At a high level, you:

  1. Define policies that encode a regulatory expectation (for example, "no components with known critical vulnerabilities that are likely to be exploited").
  2. Continuously enforce policies against SBOMs, applications, or portfolios.
  3. Focus on policy violations – SBOM Observer evaluates policies automatically and highlights where reality does not match your rules.

What policies can express

Some typical patterns that map well to regulatory language:

  • Risk management and remediation
    Policies that check for unresolved high-severity vulnerabilities, end-of-life components, or missing patches, and that require remediation within a certain timeframe.

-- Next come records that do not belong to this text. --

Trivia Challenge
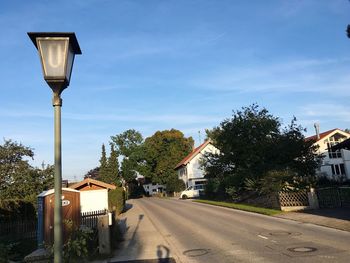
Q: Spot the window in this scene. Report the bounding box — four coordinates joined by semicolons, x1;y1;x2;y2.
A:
339;163;345;174
331;163;346;175
328;151;341;159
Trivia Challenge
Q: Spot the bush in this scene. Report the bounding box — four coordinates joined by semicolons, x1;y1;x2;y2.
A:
0;199;36;221
108;187;125;215
46;220;98;263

  • Configuration and hardening
    Policies that block known-bad packages, enforce minimum versions, or ensure particular frameworks or libraries are present.

  • Access and supplier control
    Policies that restrict which registries, suppliers, or ecosystems may be used, supporting supplier due-diligence requirements.

  • Evidence and audit readiness
    Every policy evaluation is stored. You can export results, link them to tickets, or include them in audit packages to show ongoing compliance, not just a one-time assessment.

Think of the policy engine as an automated compliance assistant: it continuously compares the detailed manifest of your software (SBOMs) to the set of rules derived from NIS2, DORA, CRA, or your internal standards.


Practical next steps

If you are starting a compliance mapping initiative with SBOM Observer:

  1. Inventory your applications – Generate SBOMs using the Observer CLI or your existing build tooling.
  2. Translate regulatory text into policy ideas – Start with a small set of clear, testable rules. Use the NIS2 supply-chain and vulnerability-management requirements as a first target.
  3. Implement and iterate policies – Use the policy concepts and how-to guides to turn those ideas into concrete policies.
  4. Review policy violations with your risk and compliance teams – Align on which violations matter, how they should be handled, and how the resulting history will be used as evidence for auditors.

Over time, this gives you a living, testable map between what the regulations require and what your software actually does, grounded in policy evaluations and their violations.